Encore faut-il avoir les moyens de les recycler et ce n’est souvent pas le cas ! On n’est pas contre le vapotage, mais la puff est un contresens écologique. Si les vapoteuses rechargeables servent à sortir d’une consommation dangereuse, tant mieux.
Quels sont les risques de voir la mesure invalidée par l’Union européenne ?
Le travail du gouvernement est de construire un dossier solide après la validation du Sénat. Le gouvernement va ensuite notifier le vote de l’interdiction à la Commission européenne. À partir de là, la Commission européenne a six mois maximum pour répondre.

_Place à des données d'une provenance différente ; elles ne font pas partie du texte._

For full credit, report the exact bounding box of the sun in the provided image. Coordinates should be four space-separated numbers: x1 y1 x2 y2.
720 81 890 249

Cette notification doit expliquer l’exception française et montrer la non-interdiction dans les autres pays européens. Si la Commission demande des modifications ou si le pays souhaite un élargissement du dispositif, cela relance une procédure pour un semestre. La Belgique en est l’exemple. Ils avaient notifié leur interdiction à la Commission européenne et puis sont revenus sur leur dossier, les voilà repartis pour six mois !

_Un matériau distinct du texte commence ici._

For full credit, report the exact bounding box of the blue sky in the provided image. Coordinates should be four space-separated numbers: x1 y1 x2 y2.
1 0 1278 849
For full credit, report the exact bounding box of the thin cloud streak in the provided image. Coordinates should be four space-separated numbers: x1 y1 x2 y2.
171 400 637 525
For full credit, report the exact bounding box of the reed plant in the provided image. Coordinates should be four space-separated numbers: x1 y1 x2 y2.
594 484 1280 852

Notre dossier pourra inspirer les autres pays, leur donner des bases pour formuler la même demande.
Après l’interdiction de la puff, l’objectif serait-il de s’attaquer à la cigarette ?

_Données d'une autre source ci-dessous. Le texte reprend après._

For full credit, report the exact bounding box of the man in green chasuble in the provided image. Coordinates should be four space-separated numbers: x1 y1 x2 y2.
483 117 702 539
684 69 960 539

Non, avec Michel Lauzzana, on va se concentrer sur les autres dispositifs, qui sont un peu dans une zone grise, comme les sachets ou même les cure-dents de nicotine. Jusqu’à présent, ils ne sont pas interdits puisqu’ils ne contiennent pas de tabac. La réglementation ne s’applique donc pas pour ce type de produit.
On souhaite trouver un système qui va permettre de légiférer sur plusieurs dispositifs en même temps. La prochaine étape consiste à convaincre les collègues sénateurs et s’assurer de cette victoire au Sénat.